Сняв сумку с крючка, Ади высыпал на кровать содержимое. Там были губная помада, темно-красная, стертая до огрызка; несколько билетов на автобус, сложенных в аккуратные тонкие свертки, которые она всегда прятала под обручальное кольцо, чтобы не потерять; брошюра для приюта с филиалами в Дели, Джаландхаре и Амритсаре; четыре шариковые ручки, все без колпачков; крошечный пакетик арахиса, нераспечатанный; пустая бутылка из-под воды «Рейл нир», которую продают только в поездах; мешанина резинок, спутанная с шелковистыми черными волосками; написанный от руки счет из салона красоты «Венера» за стрижку и что-то под названием «инъекция»; старый номер «Индия сегодня», свернутый и потертый по краям. Письма там не было, но Ади заметил еще кое-что интересное: крошечный черный блокнот, полный телефонных номеров.
Он листал блокнот, заполненный мелким кропотливым почерком Ма, пока не нашел в конце пустую страницу. Пустую, не считая одной цифры, нацарапанной небрежными штрихами и дважды подчеркнутой. Перед ней в скобках было написано «+92».
Он знал, что +91 – телефонный код Индии. Несложно было догадаться, какой стране может принадлежать следующий номер. Он подошел к столу отца, взял трубку и начал набирать номер. Прежде чем он успел спросить себя, что именно, по его мнению, делает, он услышал длинный звуковой сигнал; где-то начал звонить телефон.
– Алло?
Это был женский голос, немолодой и хриплый. Ади попытался поздороваться, но ничего не вышло.
– Добрый день …
– Кон? Кои хайга[32]?
Это был панджаби, но не делийский панджаби, на котором говорили родители Санни-Банни. Не тот нежный, музыкальный язык, на котором иногда по телефону говорила Ма и в воспоминаниях – Нани. Это был пакистанский панджаби.
– Хм… намасте джи, – сказал Ади, помолчав, чтобы набраться смелости и заговорить на панджаби, – это Ади.
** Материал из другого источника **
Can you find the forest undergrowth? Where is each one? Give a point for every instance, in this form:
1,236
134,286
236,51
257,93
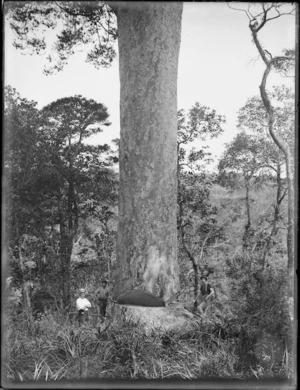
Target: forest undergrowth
250,344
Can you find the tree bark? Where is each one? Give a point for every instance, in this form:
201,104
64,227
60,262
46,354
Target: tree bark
149,41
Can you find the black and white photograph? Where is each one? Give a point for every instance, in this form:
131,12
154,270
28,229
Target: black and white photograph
149,195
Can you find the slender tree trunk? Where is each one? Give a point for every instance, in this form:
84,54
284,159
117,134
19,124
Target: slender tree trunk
284,147
247,232
65,257
149,40
279,198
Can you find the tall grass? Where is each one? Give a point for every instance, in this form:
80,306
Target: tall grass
55,350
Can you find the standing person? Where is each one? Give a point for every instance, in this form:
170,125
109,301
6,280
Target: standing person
82,306
207,293
102,296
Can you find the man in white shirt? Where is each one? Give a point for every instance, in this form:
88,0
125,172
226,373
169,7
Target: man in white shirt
82,306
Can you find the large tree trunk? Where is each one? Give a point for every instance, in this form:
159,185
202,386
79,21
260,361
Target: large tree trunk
149,40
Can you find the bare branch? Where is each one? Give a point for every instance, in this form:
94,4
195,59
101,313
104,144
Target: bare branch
238,9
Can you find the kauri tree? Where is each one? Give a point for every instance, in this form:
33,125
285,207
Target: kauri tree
149,40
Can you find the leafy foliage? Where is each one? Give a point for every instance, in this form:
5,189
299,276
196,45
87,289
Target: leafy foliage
75,24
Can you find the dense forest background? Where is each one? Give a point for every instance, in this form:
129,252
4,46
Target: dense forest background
60,197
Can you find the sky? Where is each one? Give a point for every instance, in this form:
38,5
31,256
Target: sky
218,67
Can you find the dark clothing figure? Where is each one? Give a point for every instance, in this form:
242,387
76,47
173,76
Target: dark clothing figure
207,293
102,297
82,306
82,315
205,289
102,306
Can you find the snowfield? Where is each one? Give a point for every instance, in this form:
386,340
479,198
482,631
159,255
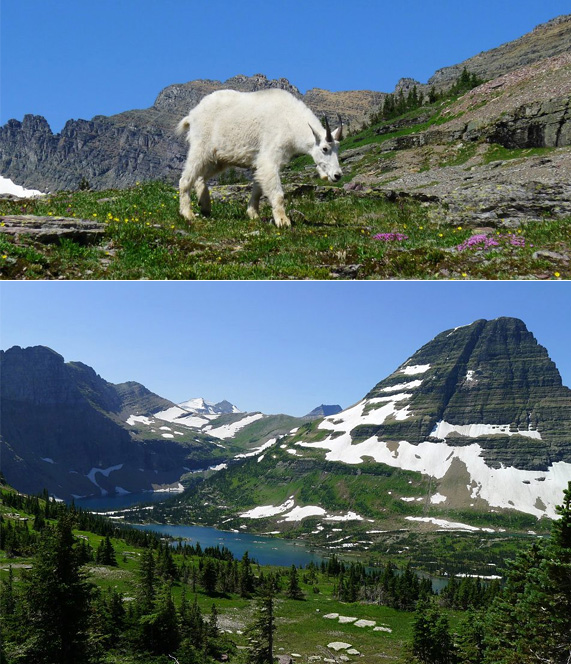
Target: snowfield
443,429
230,430
293,512
355,415
9,187
413,369
530,491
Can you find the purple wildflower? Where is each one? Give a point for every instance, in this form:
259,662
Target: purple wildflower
484,242
390,237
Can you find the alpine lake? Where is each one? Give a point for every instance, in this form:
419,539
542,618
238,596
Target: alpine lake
264,549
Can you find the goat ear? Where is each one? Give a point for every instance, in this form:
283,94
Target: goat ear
315,134
338,133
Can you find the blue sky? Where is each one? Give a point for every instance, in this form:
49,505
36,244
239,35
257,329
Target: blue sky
75,59
274,347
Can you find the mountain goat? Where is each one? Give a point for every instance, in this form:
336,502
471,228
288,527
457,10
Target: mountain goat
261,130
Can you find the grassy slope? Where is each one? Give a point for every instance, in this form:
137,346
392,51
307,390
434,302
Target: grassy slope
373,491
332,236
301,626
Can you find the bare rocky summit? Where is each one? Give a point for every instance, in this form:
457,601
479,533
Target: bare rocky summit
525,104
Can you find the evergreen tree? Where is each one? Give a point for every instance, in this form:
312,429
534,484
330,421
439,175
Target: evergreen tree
261,633
246,576
160,628
432,643
106,553
470,639
57,598
146,588
209,576
530,620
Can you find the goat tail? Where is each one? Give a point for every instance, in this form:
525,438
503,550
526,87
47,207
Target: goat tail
183,126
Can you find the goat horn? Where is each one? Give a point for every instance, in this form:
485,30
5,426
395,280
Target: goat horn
328,135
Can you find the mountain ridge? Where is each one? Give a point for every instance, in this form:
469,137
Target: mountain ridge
474,427
32,155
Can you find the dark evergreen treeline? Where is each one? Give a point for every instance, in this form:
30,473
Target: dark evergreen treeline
527,622
43,508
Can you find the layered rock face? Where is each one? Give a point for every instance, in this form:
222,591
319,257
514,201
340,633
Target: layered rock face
480,409
64,428
491,373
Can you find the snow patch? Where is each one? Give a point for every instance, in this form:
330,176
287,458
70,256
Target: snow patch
414,369
350,516
437,498
264,511
448,525
9,187
402,386
230,430
356,415
510,488
133,419
443,429
255,452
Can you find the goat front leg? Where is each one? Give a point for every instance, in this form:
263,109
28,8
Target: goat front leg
190,175
270,182
253,210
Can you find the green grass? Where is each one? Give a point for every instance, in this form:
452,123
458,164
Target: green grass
332,237
499,153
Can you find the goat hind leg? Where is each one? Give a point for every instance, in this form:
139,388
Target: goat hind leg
253,210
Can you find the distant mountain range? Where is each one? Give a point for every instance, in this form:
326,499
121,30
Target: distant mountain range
66,429
139,145
473,428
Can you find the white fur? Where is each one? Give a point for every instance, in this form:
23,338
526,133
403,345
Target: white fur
261,130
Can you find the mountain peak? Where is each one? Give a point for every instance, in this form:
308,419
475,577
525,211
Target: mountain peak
324,410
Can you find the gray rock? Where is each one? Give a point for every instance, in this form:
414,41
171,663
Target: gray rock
51,229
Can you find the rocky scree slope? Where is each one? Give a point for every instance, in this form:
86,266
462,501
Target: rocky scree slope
475,422
452,162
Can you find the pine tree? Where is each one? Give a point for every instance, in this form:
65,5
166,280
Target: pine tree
160,628
261,633
246,576
530,620
106,553
432,642
57,601
146,588
209,576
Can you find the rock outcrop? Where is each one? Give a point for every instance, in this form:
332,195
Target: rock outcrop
489,372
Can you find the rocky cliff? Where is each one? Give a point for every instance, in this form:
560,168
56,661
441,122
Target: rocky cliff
67,429
475,423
Ади Шарма. Сын Таманны Шарма. Она, хм… она там?
– Что? Я не понимаю, о чем вы…
– Это Каммо?
– Что?
– Каммо? Дочь Тоши?
– Ай-хай, – простонала старуха, как будто ей было физически больно слышать имя Тоши. А потом вдруг начала кричать. Ее слова, искаженные и слитые воедино пылом гнева, больше не были понятны. Однако Ади разобрал достаточно, чтобы догадаться, что говорил с кем-то, с кем говорить не следовало.
Он положил трубку и какое-то время смотрел на нее, почти ожидая, что она зазвонит. Когда этого не произошло, он поставил телефон на место, бросил вещи Ма обратно в сумку, отнес ее к двери. Ему не терпелось покинуть эту комнату; зря он вообще туда пошел, тем более сейчас, когда только начал успокаиваться. Когда он выходил, в голову пришла мысль. Это была вспышка из ниоткуда, как воспоминание – яркое, почти осязаемое – о чем-то, чего он никогда на самом деле не испытывал; как ощущение знания места, в котором никогда не был.
Он подошел к дальнему краю кровати, к зелено-серому «Годреджу альмире», стоявшему выше всего остального. Если в доме и было что-то ценное, то внутри стального каркаса «Годреджа». Ади взял ручку и потянул вниз, дверь открылась с металлическим визгом, достаточно резким, чтобы его услышали соседи. Он глубоко вздохнул и сказал себе, что все в порядке – это всего лишь шкаф. Это всего лишь вещи.